Using Set Processing

This section provides an overview of set processing and discusses how to:

Use set processing effectively.
Avoid row-by-row processing.
Use set processing examples.

Set processing is a SQL technique used to process groups, or sets of rows, at one time rather than processing each row individually. Set processing enables you to apply a business rule directly to the data (preferably while it resides in a temporary table) in the database using an Update or Insert/Select statement. Most of the performance gain is because the processing occurs in the database instead of loading the data into the application program, processing it, and then inserting the results back into the database tables. Because the data never leaves the database with set processing (whether it remains in the same table), you effectively eliminate the network round-trip and database API overhead.

Note: Because the updates in set processing occur within the database, use temporary tables to hold transient data while your program runs. Although temporary tables are not required for set processing, they are often essential to achieve optimum performance of your batch program.

The information in the topics that follow applies if you are developing new or upgrading older Application Engine programs to adhere to a set-based model.

SQL Expertise

You should be a SQL expert if you are developing row-by-row programs with Application Engine and especially if you are developing set-based programs. The following concepts are particularly important:

Group by and Having clauses.
Complex joins.
Subqueries (correlated and non-correlated).
Tools for your database to analyze complex SQL statements for performance analysis.

Typically, you use these SQL constructs to refine or filter a set to contain only the rows that meet specific criteria. In Application Engine, you code using SQL, and Application Engine passes that SQL directly to the database, where it is processed.

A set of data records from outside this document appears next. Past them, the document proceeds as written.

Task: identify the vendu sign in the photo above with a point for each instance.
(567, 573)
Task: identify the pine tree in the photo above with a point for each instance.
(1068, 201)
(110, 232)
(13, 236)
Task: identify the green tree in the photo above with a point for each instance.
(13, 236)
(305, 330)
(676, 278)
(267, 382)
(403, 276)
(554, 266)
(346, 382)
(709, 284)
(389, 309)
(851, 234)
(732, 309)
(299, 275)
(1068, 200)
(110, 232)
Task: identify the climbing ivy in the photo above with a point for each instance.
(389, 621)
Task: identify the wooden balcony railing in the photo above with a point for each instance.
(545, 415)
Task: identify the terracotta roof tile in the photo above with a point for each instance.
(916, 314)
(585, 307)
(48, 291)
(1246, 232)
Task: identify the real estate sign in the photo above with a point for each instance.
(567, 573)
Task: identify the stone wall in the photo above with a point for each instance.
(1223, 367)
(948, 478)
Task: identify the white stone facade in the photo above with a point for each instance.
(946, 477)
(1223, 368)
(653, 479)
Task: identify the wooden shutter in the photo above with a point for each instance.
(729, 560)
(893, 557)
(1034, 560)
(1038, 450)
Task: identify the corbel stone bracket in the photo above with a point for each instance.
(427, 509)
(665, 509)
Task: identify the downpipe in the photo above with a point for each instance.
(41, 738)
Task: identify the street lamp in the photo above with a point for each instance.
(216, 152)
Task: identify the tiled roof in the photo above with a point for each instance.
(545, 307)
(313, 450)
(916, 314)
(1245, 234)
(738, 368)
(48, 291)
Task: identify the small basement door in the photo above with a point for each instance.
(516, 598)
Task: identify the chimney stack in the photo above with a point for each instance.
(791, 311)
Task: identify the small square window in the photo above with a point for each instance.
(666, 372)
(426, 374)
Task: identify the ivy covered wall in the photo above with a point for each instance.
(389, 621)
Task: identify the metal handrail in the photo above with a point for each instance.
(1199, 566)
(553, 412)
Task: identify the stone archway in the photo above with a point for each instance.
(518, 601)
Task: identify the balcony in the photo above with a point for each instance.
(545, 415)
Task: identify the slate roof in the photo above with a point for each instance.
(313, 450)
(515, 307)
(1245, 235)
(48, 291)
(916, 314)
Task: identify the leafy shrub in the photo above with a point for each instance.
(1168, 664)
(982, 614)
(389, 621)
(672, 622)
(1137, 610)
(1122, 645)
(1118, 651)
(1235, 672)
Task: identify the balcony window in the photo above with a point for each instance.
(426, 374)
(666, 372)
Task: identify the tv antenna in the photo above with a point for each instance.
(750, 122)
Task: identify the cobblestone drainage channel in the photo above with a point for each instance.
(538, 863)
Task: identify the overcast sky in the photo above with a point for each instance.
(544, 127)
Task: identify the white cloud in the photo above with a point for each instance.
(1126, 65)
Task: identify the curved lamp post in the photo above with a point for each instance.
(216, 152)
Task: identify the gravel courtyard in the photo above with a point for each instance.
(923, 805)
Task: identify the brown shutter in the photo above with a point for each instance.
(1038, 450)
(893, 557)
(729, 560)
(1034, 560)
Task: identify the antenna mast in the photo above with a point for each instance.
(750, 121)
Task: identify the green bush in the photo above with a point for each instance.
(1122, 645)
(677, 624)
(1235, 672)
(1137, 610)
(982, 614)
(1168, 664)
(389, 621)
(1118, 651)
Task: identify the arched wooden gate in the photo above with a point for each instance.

If you have a complex SQL statement that works functionally, it may not perform well if it is not tuned properly.

Planning

Well-constructed, robust, and efficient Application Engine programs are usually the product of a detailed planning stage in which loops, program flow, the use of temporary tables, sections, steps, and so on are discussed.

Ideally, you should address batch processing as a whole while you are designing the system. Sometimes, system analysts and developers focus primarily on the online system during the database design, and then they consider the batch component within the existing database design. Set processing works best in an environment in which data models are optimized for set processing.

For example, you could have a separate staging table for new data that has not been processed rather than having numerous cases of existing rows in a table being updated. In set processing, processing the data after moving it to a temporary table using an Insert or Select statement is easier than using an update. Avoid performing updates on real application tables, and try to perform your updates on temporary tables. You can structure your data model to minimize updating real application tables.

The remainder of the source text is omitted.